Alors, faut-il acheter le repli ?
Au fond, cela dépend de l’horizon d’investissement.
Pour les traders de court terme, les risques sont évidents. Les prévisions du deuxième trimestre sont molles, les attentes étaient élevées, et le sentiment sur les grandes valeurs de croissance peut se retourner rapidement si le contexte macro se détériore. Les risques plus larges, y compris géopolitiques, peuvent encore peser sur l’ensemble du marché.

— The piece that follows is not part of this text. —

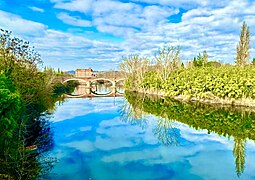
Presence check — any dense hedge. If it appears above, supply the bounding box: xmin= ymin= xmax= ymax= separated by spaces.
xmin=142 ymin=66 xmax=255 ymax=99
xmin=0 ymin=74 xmax=23 ymax=139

Mais pour les investisseurs de plus long terme, la thèse haussière reste facile à comprendre. Netflix conserve une marque mondiale dominante, un vrai pouvoir de prix, une activité publicitaire en croissance, une forte progression des bénéfices et une direction qui, malgré l’évolution du conseil, continue d’exécuter à haut niveau. Si l’entreprise parvient à équilibrer croissance des abonnés, monétisation et discipline sur les contenus, alors la baisse post-résultats pourrait effectivement apparaître davantage comme une opportunité que comme un signal d’alerte.
La forte baisse de Netflix après ses résultats repose une question classique à Wall Street : faut-il acheter le repli d’une valeur de croissance de qualité après une déception sur les prévisions ? À ce stade, beaucoup d’analystes semblent penser que oui.
Morgan Stanley, JPMorgan, Needham et Piper Sandler sont restés constructifs, tandis que Cathie Wood a renforcé sa position après la baisse. Le sentiment retail, lui aussi, est resté extrêmement haussier, beaucoup de traders considérant que le marché pourrait sur-réagir à un seul trimestre de guidances plus faibles.
Les risques sont réels. Les attentes étaient élevées, les perspectives du deuxième trimestre ont déçu, et l’absence de relèvement de la guidance 2026 a offert au marché un prétexte pour corriger le titre. Mais la thèse haussière reste solide : Netflix conserve l’échelle, le pouvoir de prix, le potentiel publicitaire et une vraie capacité de création de valeur sur la durée.
Cela ne garantit pas un rebond immédiat. Mais cela explique pourquoi une si grande partie de Wall Street continue d’acheter ou de recommander le titre après la chute.